Vous pouvez être tout de suite rassurés, le duo Ed Brubaker / Sean Phillips est parfaitement à son aise lorsqu'il s'agit d'écrire des polars bien poisseux, construit d'une manière particulièrement intelligente. D'ailleurs avec Pulp ils fournissent une énième démonstration de leur(s) talent(s) par le biais d'un one shot à la pagination assez contenue, mais qui ne se perd pas en disgressions inutiles. Une petite leçon de storytelling pour un album qu'on vous recommande les yeux fermés, ou tout du moins grand ouverts au moment de le lire. Pulp nous ramène dans l'Amérique d'autrefois, celle des privé qui arpentent
 les rues et les bars comme dans les vieux films au cinéma, celle où les gangsters et les héros sont vieillissants et où les conversations se terminent souvent autour d'une bouteille, la tête fracassée par les déceptions et les vapeurs de l'alcool, par des choix cornéliens… la vie tout court, qui ne fait pas de cadeau. Prenez Max Winters par exemple. Le type ne roule pas sur l'or, il est même dans une mauvaise passe, malgré son âge avancé, et il se contente de publier des récits de cow-boy qui sont publiés dans des magazines bon marché. Plus le temps passe et moins son éditeur le rémunère au mot. C'est que des petits jeunes ont pris la relève et se révèlent être encore moins chers ! Les temps sont impitoyables pour les auteurs de pulps justement, mais là où cet album devient une mise en abyme intéressante, c'est que l'histoire que raconte Max n'est pas totalement le fruit de son imagination… en effet l'auteur s'inspire de ses  propres faits d'armes, à l'époque où il se baladait le colt à la main et menait une vie de hors-la-loi, recherché par les détectives de la Pinkerton. La jeunesse de Max correspond vraiment à une Amérique oubliée qui est passée à autre chose, qui s'est complexifiée, densifiée, qui a perdu grand nombre de ses illusions.  Les héros ou les aventuriers sont rincés, ils finissent par être simplement oubliés. L'âge d'or des grandes chevauchées est dorénavant révolu, tout comme celui des pulps d'ailleurs, puisque la crise produit son effet (nous sommes au début des années 1930) et que les auteurs ne sont plus respectés. Eux présentent leurs histoires et les éditeurs se permettent de les retoucher, de les réécrire, ou tout simplement de les jeter à la corbeille (et là on peut aussi comprendre que la critique est toujours valable, conjuguée au présent). Le protagoniste de notre récit n'est pas non plus en grande forme au niveau de la santé. A chaque fois que Max fait un effort de trop, à chaque fois qu'une émotion l'étreint, c'est la crise cardiaque qui guette ou l'emmène directement à l'hôpital, comme lorsqu'il subi une agression violente en pleine rue. Il faut dire que l'ambiance est particulièrement délétère avec une montée préoccupante du nazisme en Amérique. L'extrême droite s'affiche ouvertement dès qu'elle en a l'occasion, dans une nation qui est profondément divisée. N'oublions jamais ces "détails" de l'histoire, et de resituer les choses dans un contexte historique crédible, c'est salutaire.
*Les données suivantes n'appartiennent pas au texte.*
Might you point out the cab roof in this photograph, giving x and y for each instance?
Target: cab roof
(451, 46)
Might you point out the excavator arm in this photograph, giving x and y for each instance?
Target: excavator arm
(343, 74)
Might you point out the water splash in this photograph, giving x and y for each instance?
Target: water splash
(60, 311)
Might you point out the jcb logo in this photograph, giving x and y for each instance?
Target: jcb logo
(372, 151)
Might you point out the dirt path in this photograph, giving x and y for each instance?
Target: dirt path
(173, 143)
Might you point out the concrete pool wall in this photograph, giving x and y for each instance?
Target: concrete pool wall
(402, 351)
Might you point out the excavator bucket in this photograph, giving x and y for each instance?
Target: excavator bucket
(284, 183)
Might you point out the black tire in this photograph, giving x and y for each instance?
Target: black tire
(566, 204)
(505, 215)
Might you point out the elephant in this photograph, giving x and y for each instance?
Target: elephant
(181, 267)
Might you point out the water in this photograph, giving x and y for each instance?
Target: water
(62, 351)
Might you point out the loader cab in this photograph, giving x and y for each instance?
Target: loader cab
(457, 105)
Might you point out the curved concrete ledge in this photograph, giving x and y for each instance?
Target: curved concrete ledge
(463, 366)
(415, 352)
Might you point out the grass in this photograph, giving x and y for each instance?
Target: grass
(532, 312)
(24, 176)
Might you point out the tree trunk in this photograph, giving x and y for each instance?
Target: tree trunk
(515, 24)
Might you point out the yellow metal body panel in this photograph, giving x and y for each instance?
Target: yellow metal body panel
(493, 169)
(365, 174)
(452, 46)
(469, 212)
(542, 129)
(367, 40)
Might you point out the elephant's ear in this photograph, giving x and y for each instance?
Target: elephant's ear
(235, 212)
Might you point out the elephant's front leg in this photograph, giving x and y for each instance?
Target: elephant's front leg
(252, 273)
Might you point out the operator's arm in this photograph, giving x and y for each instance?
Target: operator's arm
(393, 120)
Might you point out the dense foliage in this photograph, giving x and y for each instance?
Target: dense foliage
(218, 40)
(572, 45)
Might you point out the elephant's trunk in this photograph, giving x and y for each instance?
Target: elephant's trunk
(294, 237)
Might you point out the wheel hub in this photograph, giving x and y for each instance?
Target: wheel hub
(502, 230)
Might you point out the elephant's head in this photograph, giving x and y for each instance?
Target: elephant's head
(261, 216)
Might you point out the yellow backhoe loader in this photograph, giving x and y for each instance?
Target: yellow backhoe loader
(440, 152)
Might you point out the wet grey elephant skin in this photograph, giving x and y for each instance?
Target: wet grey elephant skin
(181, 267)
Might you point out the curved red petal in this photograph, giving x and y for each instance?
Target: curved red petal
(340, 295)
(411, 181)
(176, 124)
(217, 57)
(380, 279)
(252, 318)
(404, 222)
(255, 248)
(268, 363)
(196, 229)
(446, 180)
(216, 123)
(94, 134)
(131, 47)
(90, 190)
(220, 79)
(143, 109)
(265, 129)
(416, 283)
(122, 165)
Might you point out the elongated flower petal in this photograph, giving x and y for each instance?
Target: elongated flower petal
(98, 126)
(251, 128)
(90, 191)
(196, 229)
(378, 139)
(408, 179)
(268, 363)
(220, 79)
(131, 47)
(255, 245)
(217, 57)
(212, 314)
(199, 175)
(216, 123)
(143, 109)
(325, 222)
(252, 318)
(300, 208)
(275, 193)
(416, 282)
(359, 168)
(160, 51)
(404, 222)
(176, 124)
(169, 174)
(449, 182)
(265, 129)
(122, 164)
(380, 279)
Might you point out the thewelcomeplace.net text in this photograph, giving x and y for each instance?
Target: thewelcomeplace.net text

Une dernière danse, alors, un dernier coup d'éclat. Max n'a guère le choix, s'il veut assurer une existence décente à sa femme après son trépas, qui ne saurait tarder. Mais voilà, son travail d'écrivain ne lui rapporte que des miettes, et le peu qu'il gagne, il le perd dans une rixe, et l'argent finit dans les poches de l'engeance
 antisémite qui l'agresse. L'idée de reprendre un revolver pour s'en servir, et d'aller prendre les billets là où ils sont lui traverse bien l'esprit, mais clairement il est hors du coup, et par un heureux concours de circonstance, Max fait une rencontre décisive. Un homme issu de son passé turbulent de "outlaw" l'empêche de commettre l'irréparable, et lui propose une dernière chance de faire le bien autour de lui, avant de tirer sa révérence. En apparence un plan presque parfait, dans les faits, ce sera bien plus compliqué…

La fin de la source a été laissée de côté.